Le assi di abete lucido scricchiolavano sotto il frusciare del suo passo e ad ogni rumore molesto un sussulto le increspava la linea violacea delle labbra seguito dal comporsi di una smorfia spaventata sull’incarnato slavato. Probabilmente Pap aveva passato la cera quella mattina, doveva stare attenta a non scivolare. La vestaglia color perla le scivola silenziosa sulle anche creando sottili fruscii con la cascata di riccioli castani che le molleggiavano sonnolenti sulle braccia. Come sempre c’era quella presenza viscerale che le imperlava la fronte di un sudore indecentemente freddo, ingrigendole le conche profonde che le incupivano lo sguardo glauco. Inquietanti ombre alle sue spalle spinte via solo dalla flebile luce tremolante dello stoppino che annegava in un mare incandescente.
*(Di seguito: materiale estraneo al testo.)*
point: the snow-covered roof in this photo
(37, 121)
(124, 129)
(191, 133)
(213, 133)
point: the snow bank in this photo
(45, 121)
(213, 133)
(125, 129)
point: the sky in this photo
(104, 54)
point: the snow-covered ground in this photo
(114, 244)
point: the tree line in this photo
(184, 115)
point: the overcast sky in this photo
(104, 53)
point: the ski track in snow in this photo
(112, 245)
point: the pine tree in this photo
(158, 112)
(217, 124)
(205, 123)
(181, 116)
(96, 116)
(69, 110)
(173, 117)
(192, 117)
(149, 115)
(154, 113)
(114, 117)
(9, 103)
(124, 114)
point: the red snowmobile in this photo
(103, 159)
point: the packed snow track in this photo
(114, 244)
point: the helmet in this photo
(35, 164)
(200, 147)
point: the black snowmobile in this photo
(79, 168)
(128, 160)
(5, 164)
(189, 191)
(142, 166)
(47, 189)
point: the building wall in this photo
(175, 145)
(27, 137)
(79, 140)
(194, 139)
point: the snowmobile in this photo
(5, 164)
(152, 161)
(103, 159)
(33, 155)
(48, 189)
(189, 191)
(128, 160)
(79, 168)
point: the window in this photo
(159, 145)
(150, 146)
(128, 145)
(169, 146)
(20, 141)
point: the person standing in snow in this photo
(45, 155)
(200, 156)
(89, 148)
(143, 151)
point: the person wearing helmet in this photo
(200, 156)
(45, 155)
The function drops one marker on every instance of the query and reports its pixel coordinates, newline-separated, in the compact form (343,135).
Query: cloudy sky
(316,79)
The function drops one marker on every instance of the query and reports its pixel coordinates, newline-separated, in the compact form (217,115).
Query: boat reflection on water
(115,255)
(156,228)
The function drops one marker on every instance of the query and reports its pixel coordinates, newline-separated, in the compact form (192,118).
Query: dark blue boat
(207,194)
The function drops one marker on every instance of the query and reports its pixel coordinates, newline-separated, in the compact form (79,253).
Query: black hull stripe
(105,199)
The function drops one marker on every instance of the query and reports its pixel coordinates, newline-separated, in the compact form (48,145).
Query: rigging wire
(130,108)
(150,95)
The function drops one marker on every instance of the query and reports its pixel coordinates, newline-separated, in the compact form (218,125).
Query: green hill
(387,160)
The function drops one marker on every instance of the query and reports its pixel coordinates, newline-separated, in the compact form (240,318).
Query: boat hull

Le mani sottili le tremavano rendendole il respiro un caotico garbuglio di battiti focosi al galoppo. Le dolevano le ginocchia e non sarebbe più riuscita a reggersi al legno scuro delle pareti, sudata com’era sarebbe scivolata. Il corridoio verso la libertà non accennava a finire, emettendo gemiti sempre più incalzanti. Non sarebbe rimasta in quel posto un minuto in più… eppure non sapeva niente del mondo esterno, era tutto buio e così spaventoso. Aveva appena svoltato l’angolo che superava la porta chiusa a chiave delle stanze della priora, sentiva lo spiraglio di aria frizzante che le inebriava i polmoni atrofizzati dallo spesso strato di nebbiolina giallognola dal disgustoso olezzo di chiuso e fritto, quando sentì un rumore metallico seguito da un tanfo di ruggine e olio lubrificante.

Le salirono le lacrime agli occhi… che Pap fosse venuto ad aiutarla? Il rumore metallico alle sue spalle cessò, lo sentiva alitarle un vento di acredine tra le ciocche unticce. Si voltò in uno spasmo di gioia, il sorriso che le inondava il volto smunto con una cascata di felicità e la candela si spense. E le ombre la avvilupparono, e il sorriso si screpolava infrangendosi in una smorfia di terrore strozzata dal buio intorno a lei. E mentre lacrime amare le solcavano le gote il pungente profumo di lavanda fuori posto le pizzicava le narici cariche di muco. E un sussurro metallico: “Greta”.